Le bollette non pagate sono una delle evenienze più frequenti, e anche una persona che abbia sempre onorato i propri debiti potrebbe trovarsi, ad un certo punto, a non avere la possibilità di pagare una bolletta del gas o dell’acqua.

In generale, si pensa che per le bollette non pagate il primo tipo di provvedimento che verrà emesso sarà l’interruzione immediata del servizio, ma questo tipo di intervento avverrà solamente dopo un periodo piuttosto lungo, che ti darà il tempo di rimediare alla tua mancanza.

Bollette non pagate, come funzionano le scadenze

Nel momento in cui riceverai la tua bolletta troverai anche l’indicazione della scadenzaper la fattura stessa.

Già pagando la tua bolletta dopo il periodo di scadenza vedrai delle differenze nel costo iniziale, in quanto per tutti i giorni trascorsi dal momento in cui vi sia stata la scadenza si applicheranno degli interessi che dovrai corrispondere al fornitore.

Successivamente, potrebbe verificarsi un ulteriore scenario.

Infatti, potresti non aver pagato la bolletta precedente e potresti già ricevere quella successiva. In questo caso, oltre, alla bolletta successiva, riceverai un avviso bonario, nel quale verrai avvisato in merito alla necessità di saldare la fattura precedente.

L’avviso bonario ti potrà essere recapitato sia insieme alla nuova bolletta, sia in una busta a parte, e anche in questo caso leggerai la scadenza entro la quale saldare il tuo debito.

Nel caso in cui tu dovessi ignorare anche l’avviso bonario, riceverai una successiva raccomandata nella quale sarà presente una diffida di pagamento.

All’interno della raccomandata vedrai come il fornitore del servizio ti indicherà che, non pagando quanto dovuto, vedrai staccata la tua utenza di riferimento.

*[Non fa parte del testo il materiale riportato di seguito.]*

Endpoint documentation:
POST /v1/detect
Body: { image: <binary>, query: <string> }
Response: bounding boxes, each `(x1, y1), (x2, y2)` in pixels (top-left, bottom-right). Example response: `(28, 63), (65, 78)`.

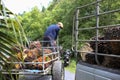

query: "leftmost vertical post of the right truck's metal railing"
(75, 9), (79, 58)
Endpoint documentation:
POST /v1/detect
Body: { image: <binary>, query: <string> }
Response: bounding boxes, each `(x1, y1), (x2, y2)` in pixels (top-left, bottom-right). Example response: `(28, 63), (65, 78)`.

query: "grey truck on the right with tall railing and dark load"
(73, 0), (120, 80)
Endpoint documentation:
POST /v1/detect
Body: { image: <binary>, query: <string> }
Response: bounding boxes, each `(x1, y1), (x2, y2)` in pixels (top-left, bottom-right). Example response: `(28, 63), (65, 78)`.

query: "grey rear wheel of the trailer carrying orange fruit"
(52, 61), (64, 80)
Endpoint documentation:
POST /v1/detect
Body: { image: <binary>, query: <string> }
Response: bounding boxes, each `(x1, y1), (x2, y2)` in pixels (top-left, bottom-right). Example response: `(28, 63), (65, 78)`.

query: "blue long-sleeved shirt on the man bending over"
(44, 24), (60, 40)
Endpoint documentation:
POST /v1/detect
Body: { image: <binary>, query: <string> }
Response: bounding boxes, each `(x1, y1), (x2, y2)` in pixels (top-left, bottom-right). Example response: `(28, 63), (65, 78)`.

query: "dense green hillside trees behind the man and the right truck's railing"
(22, 0), (120, 48)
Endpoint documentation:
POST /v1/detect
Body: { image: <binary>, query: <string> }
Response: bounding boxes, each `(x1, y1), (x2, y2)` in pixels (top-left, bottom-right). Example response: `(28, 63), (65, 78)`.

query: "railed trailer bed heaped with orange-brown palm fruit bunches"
(3, 41), (59, 75)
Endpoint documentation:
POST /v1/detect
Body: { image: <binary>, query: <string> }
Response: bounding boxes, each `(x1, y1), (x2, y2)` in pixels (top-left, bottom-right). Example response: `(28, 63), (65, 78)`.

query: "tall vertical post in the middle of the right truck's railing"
(95, 0), (99, 65)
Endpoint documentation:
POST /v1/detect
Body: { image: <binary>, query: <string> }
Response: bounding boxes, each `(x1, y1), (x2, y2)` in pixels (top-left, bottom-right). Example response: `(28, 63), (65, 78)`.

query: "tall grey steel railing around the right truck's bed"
(73, 0), (120, 64)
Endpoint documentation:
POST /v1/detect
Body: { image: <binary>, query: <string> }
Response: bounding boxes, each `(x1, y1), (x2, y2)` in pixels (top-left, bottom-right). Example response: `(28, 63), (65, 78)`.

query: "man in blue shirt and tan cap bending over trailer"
(43, 22), (63, 51)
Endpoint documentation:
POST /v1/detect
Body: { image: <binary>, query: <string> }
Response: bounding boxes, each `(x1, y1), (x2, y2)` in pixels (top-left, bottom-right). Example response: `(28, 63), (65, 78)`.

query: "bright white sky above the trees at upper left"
(2, 0), (52, 14)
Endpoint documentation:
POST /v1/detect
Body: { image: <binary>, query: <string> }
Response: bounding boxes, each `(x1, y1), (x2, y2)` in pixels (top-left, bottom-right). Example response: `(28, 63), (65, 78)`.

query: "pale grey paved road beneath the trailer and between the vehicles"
(19, 70), (75, 80)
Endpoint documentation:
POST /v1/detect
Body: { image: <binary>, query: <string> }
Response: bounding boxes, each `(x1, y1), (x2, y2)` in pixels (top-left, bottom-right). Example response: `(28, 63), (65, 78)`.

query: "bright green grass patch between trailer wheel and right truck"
(65, 58), (76, 73)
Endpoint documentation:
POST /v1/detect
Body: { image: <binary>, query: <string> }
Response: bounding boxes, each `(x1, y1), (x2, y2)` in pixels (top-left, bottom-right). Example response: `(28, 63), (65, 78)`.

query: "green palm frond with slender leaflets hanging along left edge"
(0, 4), (26, 80)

Quindi, come avrai potuto capire, la luce, il gas o l’acqua verranno interrotti solamente nel caso in cui tu, per mesi, dovessi ignorare gli avvisi provenienti dall’azienda che ti abbia fornito il servizio.

BOLLETTE NON PAGATE, COME AVVIENE IL DISTACCO DEL SERVIZIO

Per le bollette non pagate, quindi, esiste una precisa procedura, che viene attivata dall’azienda erogatrice.

Anche per il distacco del servizio non si agirà in modo netto ed immediato, sempre allo scopo di consentire alla persona di intervenire magari saldando il proprio debito.

In particolare, dopo il mancato pagamento continuativo delle tue fatture, potrai vedere una riduzione graduale della potenza erogata per le tue forniture.

Questo avviene in modo particolare per l’energia elettrica, che sarà meno potente, e potrebbe, ad esempio, non consentirti di utilizzare i grandi elettrodomestici.

Il distacco dal servizio in modo totale avverrà solamente dopo un periodo di 10-20 giorni in totale, a seconda della politica applicata dalla singola azienda che fornisce il tipo di servizio.

Per poter riattivare il tuo servizio nel momento in cui sia avvenuto il distacco del servizio dovrai impegnarti a saldare il debito con il tuo fornitore, e dovrai anche comunicare il fatto di aver provveduto direttamente al tuo fornitore.

E nel caso in cui neppure dopo il distacco definitivo tu dovessi occuparti di pagare il tuo debito, si farà trascorrere un mese, dopo il quale il tuo contratto sarà annullato.

In questi casi, per poter ottenere nuovamente la tua fornitura rispetto alle bollette non pagate, dovrai stipulare un nuovo contratto.

BOLLETTE NON PAGATE E IL REGISTRO DEI CATTIVI PAGATORI

Un altro tipo di problema che potrebbe verificarsi è costituito dall’inserimento nelregistro dei cattivi pagatori dopo le bollette non pagate.

L’iscrizione nel registro arriva già nel momento in cui tu abbia pagato in ritardo due bollette nell’arco di un anno, questo a meno che non vi siano state delle procedure di contestazione.

Nel momento in cui tu sarai iscritto nel registro dei cattivi pagatori, un’azienda potrà rifiutarsi di stipulare un nuovo contratto con te.